Modern Analytics Trends: Move the Compute Power Not the Data
This video explains why the trend in modern analytics is to move computing power to the data and not the other way around.
In the past, we've had to move data from the source where it originated to the place where it would be processed and analyzed. For example, LambdaRail was a high-speed network designed for moving large data files over long distances. Grid FTP was developed for the same purpose. Sometimes moving data was as simple as getting in your car with a hard drive. Not anymore. Now we bring the compute power to where the data resides.
My name is Mike McCarty. I'm a senior software engineer, focused on big data application and visualizations.

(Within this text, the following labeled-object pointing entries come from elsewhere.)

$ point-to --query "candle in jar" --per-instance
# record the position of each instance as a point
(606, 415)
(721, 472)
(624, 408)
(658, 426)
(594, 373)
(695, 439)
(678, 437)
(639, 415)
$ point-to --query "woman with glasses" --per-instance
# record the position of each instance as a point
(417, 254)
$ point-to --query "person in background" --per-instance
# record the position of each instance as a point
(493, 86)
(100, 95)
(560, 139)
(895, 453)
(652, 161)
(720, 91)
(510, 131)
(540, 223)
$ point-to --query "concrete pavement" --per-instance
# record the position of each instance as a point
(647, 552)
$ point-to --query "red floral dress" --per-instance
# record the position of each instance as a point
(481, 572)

LambdaRail -- Moving Data From the Source
In the past, we've had to move data from the sources where it's produced to the computing facilities. So, we used to have a number of different methods for doing this across organizations, even spanning the continent. So, for example, LambdaRail was an old high-speed network, and you could get time on LambdaRail to transfer your large data files from one side of the coast to the other. And you'd get all the bandwidth during that time to transfer massive data sets.

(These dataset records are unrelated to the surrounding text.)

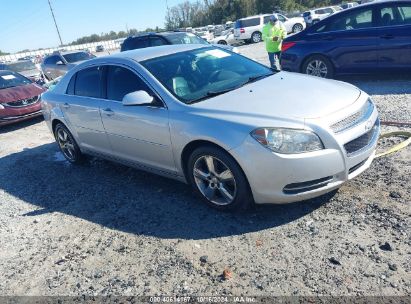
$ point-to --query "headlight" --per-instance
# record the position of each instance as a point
(288, 141)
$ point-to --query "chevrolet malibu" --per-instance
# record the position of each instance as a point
(232, 128)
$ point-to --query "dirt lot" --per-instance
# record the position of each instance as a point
(105, 229)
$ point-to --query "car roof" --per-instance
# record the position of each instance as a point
(255, 16)
(153, 52)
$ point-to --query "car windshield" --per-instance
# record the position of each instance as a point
(21, 66)
(79, 56)
(185, 38)
(199, 74)
(10, 79)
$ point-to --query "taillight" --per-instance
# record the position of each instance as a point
(287, 45)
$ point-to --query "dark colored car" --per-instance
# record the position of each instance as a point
(165, 38)
(26, 68)
(19, 98)
(364, 39)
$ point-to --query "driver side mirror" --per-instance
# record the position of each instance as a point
(137, 98)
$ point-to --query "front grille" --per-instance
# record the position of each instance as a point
(354, 119)
(360, 143)
(296, 188)
(22, 103)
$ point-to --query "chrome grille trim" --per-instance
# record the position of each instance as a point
(363, 142)
(354, 119)
(22, 102)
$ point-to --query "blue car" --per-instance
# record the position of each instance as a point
(364, 39)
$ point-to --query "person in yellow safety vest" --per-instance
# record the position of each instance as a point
(274, 32)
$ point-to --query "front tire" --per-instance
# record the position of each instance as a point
(256, 37)
(218, 179)
(67, 144)
(319, 66)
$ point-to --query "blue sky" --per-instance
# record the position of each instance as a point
(27, 24)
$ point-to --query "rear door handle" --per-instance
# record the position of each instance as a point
(387, 36)
(108, 112)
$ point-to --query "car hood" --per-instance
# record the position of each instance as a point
(284, 96)
(20, 92)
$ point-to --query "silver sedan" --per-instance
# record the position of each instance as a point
(232, 128)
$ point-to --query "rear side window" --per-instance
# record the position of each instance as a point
(353, 20)
(70, 88)
(249, 22)
(157, 41)
(88, 83)
(121, 81)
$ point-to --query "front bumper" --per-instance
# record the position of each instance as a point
(12, 115)
(285, 178)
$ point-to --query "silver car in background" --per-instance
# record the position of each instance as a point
(58, 63)
(229, 126)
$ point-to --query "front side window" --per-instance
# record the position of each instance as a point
(79, 56)
(121, 81)
(52, 60)
(357, 19)
(395, 15)
(88, 83)
(198, 74)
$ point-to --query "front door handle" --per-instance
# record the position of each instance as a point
(108, 112)
(387, 36)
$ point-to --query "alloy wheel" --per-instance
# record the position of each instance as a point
(215, 180)
(66, 144)
(317, 68)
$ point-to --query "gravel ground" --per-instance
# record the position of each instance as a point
(105, 229)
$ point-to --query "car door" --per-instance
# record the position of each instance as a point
(138, 134)
(82, 110)
(394, 35)
(349, 40)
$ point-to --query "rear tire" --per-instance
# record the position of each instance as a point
(318, 65)
(68, 145)
(256, 37)
(218, 179)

Also, GridFTP, for example, was developed for transferring the data sets. If the session would time out for whatever reason, you could pick it back up later and continue the transfer. Even resorted to shipping hard drives -- I've literally driven hard drives in my car to transfer data from the source from where it was produced to the computing facility where it's gonna be processed.
Bring Computing to the Data in Spark and Hadoop
So, today, it's a bit different. We're now bringing the compute power to the data and where the data is living. And that's one of the great things about the cloud and having your data in the cloud using platforms like Hadoop and Spark to process the data where it lives so we don't have to move it. Traditional BI tools aren't really gonna scale to the data volumes that we're talking about here. So, in my opinion, organizations need to focus on building the next generation BI tools and deploy them on top of these new computing environments in order to scale.